The American naval inadequacy on the lake had been rectified by the efforts of Thomas Macdonough, U.S.N.; nonetheless, when Prevost crossed the border with a well-trained army of 15,000 on 3 September, there was little standing in his way. Prevost's hesitancy caused him to halt at Plattsburg to await a naval victory on the lake beside him. When Macdonough defeated Downie's incompletely prepared British lake force and his own attack scheme ran into initial difficulties, Prevost retired to Montreal, to the great disgust of the veterans he led.

The British had been putting pressure on the eastern seaboard, where Robert Ross's force had burned public buildings in Washington on 24 August. The one gleam in an otherwise gloomy picture for the Americans was the Fort McHenry bombardment at Baltimore, where the surviving flagstaff inspired Francis Scott Key three days after Prevost's retreat from Plattsburg. As fall and winter approached, nothing permanent has been achieved in any northern theatre. The one remaining major military operation of the war, the assault on New Orleans, climaxed on 8 January 1815 with the appalling loss of over 2,000 British regulars before the cotton bale palisades of Andrew Jackson's defenders.

The American government, deep in the gloom of March 1813, had agreed to an offer from the czar of Russia to mediate, and had hurried a negotiating team to St. Petersburg to conclude peace. Britain declined comment until the new year, 1814, when, while rejecting the czar's offer of mediation, she offered to negotiate directly with the United States. It was not until after Napoleon's defeat that the meeting place of Ghent was agreed to, by which time British public opinion was calling for punishment of the United States rather than negotiation. The negotiations commenced in August, with British demands being somewhat severe. As time, however, brought news of Prevost's retirement, the inconclusive coastal expeditions and growing uneasiness in Europe, these demands were eased. Moderation was further supported by the Duke of Wellington, who argued against excessive British claims.

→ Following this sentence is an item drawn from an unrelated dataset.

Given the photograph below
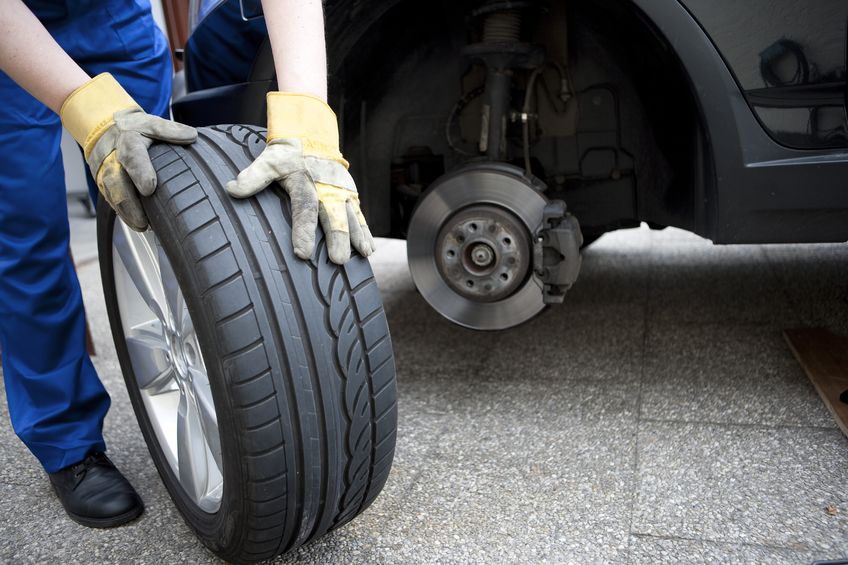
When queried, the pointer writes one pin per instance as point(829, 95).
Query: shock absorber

The belligerency of both sides faded as Christmas approached, and the earnest desire of both parties to conclude matters produced a peace settlement on Christmas Eve, 1814, based on status quo ante bellum. None of the original problems which had led to the war were resolved. The neutrality of the settlement left resolution of the differences which caused the war to the years ahead.

Some historians speculate that the news of the British disaster at New Orleans, which arrived too late to influence the Treaty of Ghent, might have hardened the American position. Yet this position was fairly uncomplicated from the beginning; peace without any concessions. What it might have done was speed British determination to end the affair. This, too, was already present. Meanwhile the Canadian colonies realized that their existence had been preserved in no small part by their own work and determination.